Sitzung der Stadtverordnetenversammlung am 06.Mai 2010
(Es gilt das gesprochene Wort.)
Sehr geehrter Herr Vorsitzender,
sehr geehrte Damen und Herren,
Der Antrag „Werbung - Sponsoren im Sport“ verfolgt das Ziel die Unternehmen und Sponsoren, die Sportvereine finanziell unterstützten, auszuzeichnen. Vordergründig beschäftigt sich der Antrag mit der Erstellung eines Logos, das der Magistrat, die Stadtverordnetenversammlung, die Vereine, die IHK vergeben sollen. Die Privatpersonen oder Unternehmen verwenden dann dieses Logo auf ihrem Briefkopf, Werbeträgern u.ä,.
Meine sehr verehrten Damen und Herren, wenn wir diesen Antrag so – ohne grundsätzliche Überarbeitung – annehmen, erhalten wir vielleicht ein künstlerisches Logo, das ohne wirklichen gehalt bleibt. Die Frage wofür das Logo steht, wird nicht gestellt.
Spenden an Vereine sind steuerlich absetzbar. Die Firmenlogos stehen z. B. auf den Trikots der Aktiven, auf den Banden, in der Presse finden die Sponsoren Erwähnung. Fehlt da jetzt nur noch ein Logo?
Fakt ist, dass Sponsoren zunehmend schwieriger zu finden sind. Hier gilt es neue Anreize zu schaffen, um Sponsoring für den Vereins- und Breitensport attraktiver für Firmen und Privatpersonen zu gestalten.
Meine sehr verehrten Damen und Herren, hier gilt es wie bei allen Themen, die das Leben in dieser Stadt betreffen, die Bürgerinnen und Bürger und Institutionen, um die es geht, an einen Tisch zu holen. Wir, als die politisch Verantwortlichen, können ohne den Dialog mit den Vereinen, sportlich Aktiven außerhalb der Vereine, den Vertretern aus Wirtschaft und der interessierten Öffentlichkeit nicht auskommen.

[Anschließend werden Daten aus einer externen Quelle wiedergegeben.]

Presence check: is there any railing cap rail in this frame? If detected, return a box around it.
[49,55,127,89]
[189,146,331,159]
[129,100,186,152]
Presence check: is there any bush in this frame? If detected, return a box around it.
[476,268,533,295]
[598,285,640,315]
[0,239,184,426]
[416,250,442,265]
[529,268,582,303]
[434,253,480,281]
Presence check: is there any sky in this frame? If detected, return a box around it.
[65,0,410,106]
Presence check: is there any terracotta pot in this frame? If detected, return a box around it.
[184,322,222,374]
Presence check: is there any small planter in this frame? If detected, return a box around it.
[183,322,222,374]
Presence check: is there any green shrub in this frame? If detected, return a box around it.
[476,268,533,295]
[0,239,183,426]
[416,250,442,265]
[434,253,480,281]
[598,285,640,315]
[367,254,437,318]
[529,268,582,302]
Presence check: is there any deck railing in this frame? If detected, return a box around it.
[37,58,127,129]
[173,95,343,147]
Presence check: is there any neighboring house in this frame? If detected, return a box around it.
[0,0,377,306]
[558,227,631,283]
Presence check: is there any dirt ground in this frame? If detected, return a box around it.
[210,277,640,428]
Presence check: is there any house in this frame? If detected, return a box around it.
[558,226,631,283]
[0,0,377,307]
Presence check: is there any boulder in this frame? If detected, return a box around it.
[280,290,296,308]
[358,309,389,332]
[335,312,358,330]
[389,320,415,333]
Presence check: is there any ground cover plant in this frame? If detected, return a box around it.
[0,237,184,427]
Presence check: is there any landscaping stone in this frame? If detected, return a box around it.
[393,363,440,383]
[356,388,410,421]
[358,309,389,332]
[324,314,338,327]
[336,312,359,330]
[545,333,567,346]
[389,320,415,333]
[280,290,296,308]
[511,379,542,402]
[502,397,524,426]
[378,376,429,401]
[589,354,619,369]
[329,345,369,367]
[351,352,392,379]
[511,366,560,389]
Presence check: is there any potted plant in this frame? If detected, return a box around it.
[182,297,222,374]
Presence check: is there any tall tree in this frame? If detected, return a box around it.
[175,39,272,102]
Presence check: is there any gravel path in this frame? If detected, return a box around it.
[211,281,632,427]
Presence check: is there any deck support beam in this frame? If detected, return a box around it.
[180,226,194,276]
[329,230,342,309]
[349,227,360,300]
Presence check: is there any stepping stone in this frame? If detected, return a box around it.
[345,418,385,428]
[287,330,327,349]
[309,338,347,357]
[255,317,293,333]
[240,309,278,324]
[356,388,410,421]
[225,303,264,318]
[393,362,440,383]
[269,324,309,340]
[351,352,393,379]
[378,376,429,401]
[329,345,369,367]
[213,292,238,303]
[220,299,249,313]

Ich zitiere Herrn Prof. Dr. Klaus-Peter Wiedmann, Leibniz-Universität Hannover:
„Im Dialog mit Vertretern aus Sport, Wirtschaft, Wissenschaft und Politik wollen wir klären, ob und ggf. inwieweit ein Erfolg versprechendes „Wertemanagement“ in der Kooperation zwischen Sportvereinen und Unternehmen möglich sein könnte, welche Ansatzpunkte sich hieraus für ein „Werte orientiertes“ Sportsponsoring ergeben und welche Voraussetzungen hierfür zu schaffen sind.“
Am Ende eines solchen Prozesses könnte dann ein Logo stehen, und nicht am Beginn eines Prozesses, der gleichzeitig Anfang und Ende ist, mit dem Ergebnis eines inhaltsleeren Logos.
Die Linke Liste bittet diesen Antrag im ersten Schritt in den Ausschuss Freizeit und Sport zur weiteren Beratung zu überweisen.